The islands were discovered in 1574 by their namesake and thereafter for centuries remained a bleak dot on the charts inhabited but briefly now and then by pirates and the occasional navy and sealing ships taking on fresh water. It remained vacant until in 1704 one Alexander Selkirk, an irascible Scotsman, demanded to be put ashore on the island and left there. More than four years later, he was “rescued” and delivered to London to great media acclaim that, according to legend at least, was noted by the writer Daniel Defoe. Defoe, it is said, used the story as the basis for what is regarded as the first novel of English literature, Robinson Crusoe.

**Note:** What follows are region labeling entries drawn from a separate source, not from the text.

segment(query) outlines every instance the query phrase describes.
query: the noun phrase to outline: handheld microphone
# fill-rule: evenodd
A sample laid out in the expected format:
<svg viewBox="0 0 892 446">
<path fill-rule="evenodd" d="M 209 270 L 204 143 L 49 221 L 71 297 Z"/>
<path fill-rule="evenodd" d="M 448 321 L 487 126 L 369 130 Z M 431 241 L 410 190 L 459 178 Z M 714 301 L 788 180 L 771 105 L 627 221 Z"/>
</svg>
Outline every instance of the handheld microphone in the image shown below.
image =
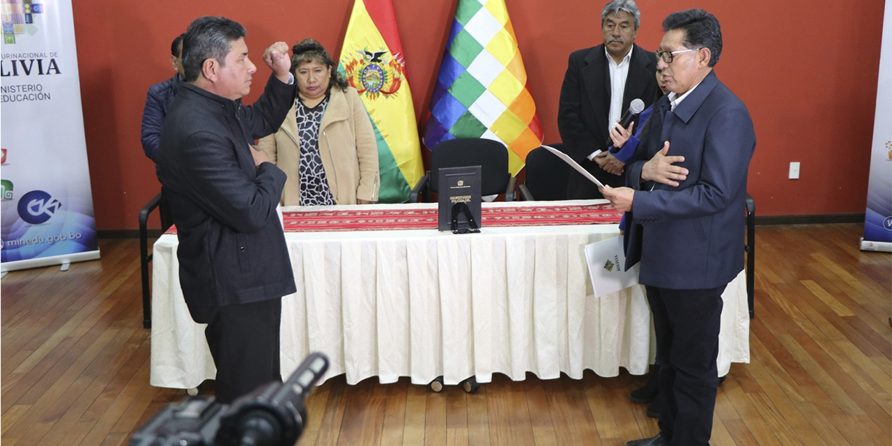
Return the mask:
<svg viewBox="0 0 892 446">
<path fill-rule="evenodd" d="M 629 110 L 625 112 L 623 118 L 619 120 L 619 124 L 616 125 L 622 127 L 623 128 L 629 127 L 629 124 L 632 123 L 632 120 L 634 120 L 635 117 L 641 112 L 644 112 L 644 101 L 641 101 L 640 99 L 633 99 L 632 103 L 629 104 Z M 610 126 L 609 128 L 612 130 L 614 126 Z M 611 145 L 613 145 L 613 139 L 607 136 L 607 142 L 604 144 L 604 146 L 609 147 Z"/>
</svg>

Recently, in his book Searching for Robinson Crusoe, the travel writer Tim Severin concludes after exhaustive research that it was not Selkirk nor the Juan Fernandez islands that gave impetus to the Defoe novel. This startling conclusion irritates the local tourist industry, nascent as it is.
The seas on the way are fairly calm and at night nearly flat. Thanks to the Humboldt current that flows strongly north along the Chile coast, water temperature is 61 degrees. It is this current that helps make Chile one of the world’s largest producers of both wild caught and farm raised fish.

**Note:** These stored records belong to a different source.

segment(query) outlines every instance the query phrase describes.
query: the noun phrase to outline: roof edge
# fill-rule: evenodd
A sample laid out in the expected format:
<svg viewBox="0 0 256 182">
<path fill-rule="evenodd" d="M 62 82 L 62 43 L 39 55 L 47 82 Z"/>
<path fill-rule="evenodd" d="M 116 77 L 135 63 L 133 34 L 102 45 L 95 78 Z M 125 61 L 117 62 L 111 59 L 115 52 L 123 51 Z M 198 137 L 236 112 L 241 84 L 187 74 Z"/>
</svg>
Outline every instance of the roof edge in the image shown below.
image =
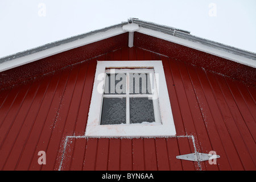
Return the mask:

Our voyage lasts just forty hours at about 9.5 knots and is generally uneventful except for the several pods of right whales we pass through, some no more than 50 yards from the boat. As we approach it from a distance, the island is barely discernible among its enveloping clouds, but as the eye adjusts to conditions its soaring peaks come into view jutting out of the sea to 3,000 feet. Partly arid desert and partly verdant jungle thanks to wildly differential rainfall, the island is so botanically unique that it has been named a UNESCO World Bioshere Reserve.
As Indigo nears the village harbor on Cumberland Bay, the only habitable site on the entire 33 square mile island, we are struck by stunning beauty. The soaring mountain peaks in front of us are draped in deep jungle giving the place the look of a South Pacific island like Bora Bora, yet off to either side are steep cliffs plunging into the sea covered over in arid desert. Richard Henry Dana, in his seafaring adventure Two Years Before the Mast, called the island “the most romantic spot of earth that my eyes had ever seen.”

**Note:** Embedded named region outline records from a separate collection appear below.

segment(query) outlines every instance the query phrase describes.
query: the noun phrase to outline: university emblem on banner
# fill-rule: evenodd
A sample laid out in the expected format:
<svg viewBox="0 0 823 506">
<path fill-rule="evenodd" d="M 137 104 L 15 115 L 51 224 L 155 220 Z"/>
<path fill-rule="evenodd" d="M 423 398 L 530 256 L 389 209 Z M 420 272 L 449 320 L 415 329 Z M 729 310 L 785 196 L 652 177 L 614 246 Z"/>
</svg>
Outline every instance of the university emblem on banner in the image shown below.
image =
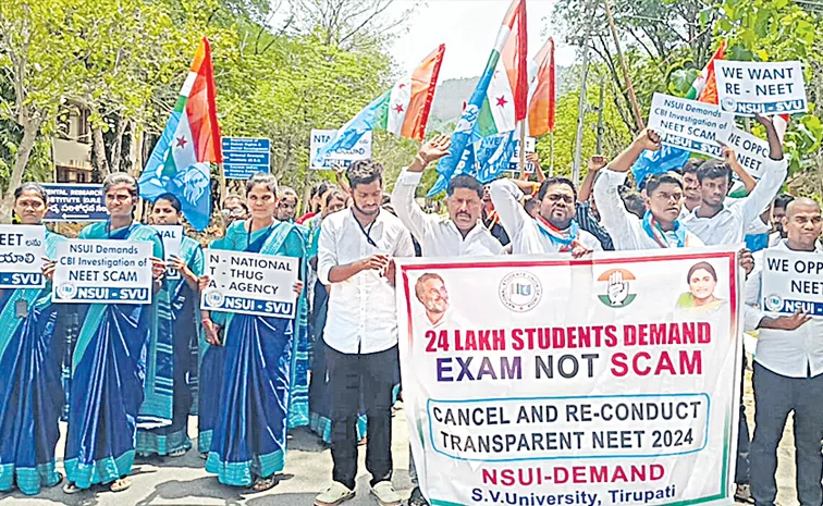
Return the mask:
<svg viewBox="0 0 823 506">
<path fill-rule="evenodd" d="M 540 280 L 528 272 L 512 272 L 500 282 L 500 300 L 515 312 L 535 309 L 543 297 Z"/>
<path fill-rule="evenodd" d="M 610 308 L 625 308 L 637 298 L 637 294 L 631 293 L 631 282 L 637 277 L 625 269 L 610 269 L 598 281 L 606 284 L 606 293 L 598 298 Z"/>
</svg>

Upon dropping anchor in the sheltered bay and clearing in with the port captain, the entire crew and yours truly go ashore where we are promptly greeted by the hospitable Marcelo Rossi, a man to whom we had been introduced by our friends from Santiago. Marcelo is the owner of the wonderful inn called Refugio Nautico to which he takes us for a fine fish barbecue. First come the obligatory pisco sours–the first hint that the party has begun–followed by fresh mero (a species of grouper) fingers with soy sauce dip and hot empanadas right off the stove. The pisco sours continue to flow along with wine. Then we all sit down to the main course consisting of grilled Pacific swordfish accompanied by local veggies.
After lunch, I foolishly hop aboard Marcelo’s ATV and go for a barely controlled spin about the village. Then I and some of the crew jump into Marcelo’s 4WD truck and travel up the face of the highest peak’s base to a point from which we hike along a narrow jungly trail a mile or so until we reach a glen of enormous pinion trees. The rest of the crew arrives mounted on mules. From the glen we hike along prepared trails through a wonderland of flora indigenous only to this island. Elephant ear ferns with leaves the size of serving trays have a texture like sharkskin and stalks rough as corncobs. It wouldn’t take much imagination to picture yourself on the Jurassic Park island with raptors scampering about.
Returning to Marcelo’s inn, we begin phase two of the party with yet more wine and pisco sours. About dark a group of four local musicians appear and begin playing music indigenous to this island using three guitars, a vocalist and a set of bongo drums. It’s not long before your humble servant is dragooned into playing the drums with arrhythmic and discordant results. Soon the island’s mayor, or alcalde, appears with his girlfriend and some other notable locals and the party shifts into another and higher gear.
Next day we welcome the alcalde, Leopoldo Charpentier, a native islander, and the port captain along with Marcelo for a fine lunch on Indigo prepared by Chef Fiona. At its end and after fond farewells, we sadly depart this remote eden on our way to Easter Island, some 1,700 miles to the west, about seven days travel.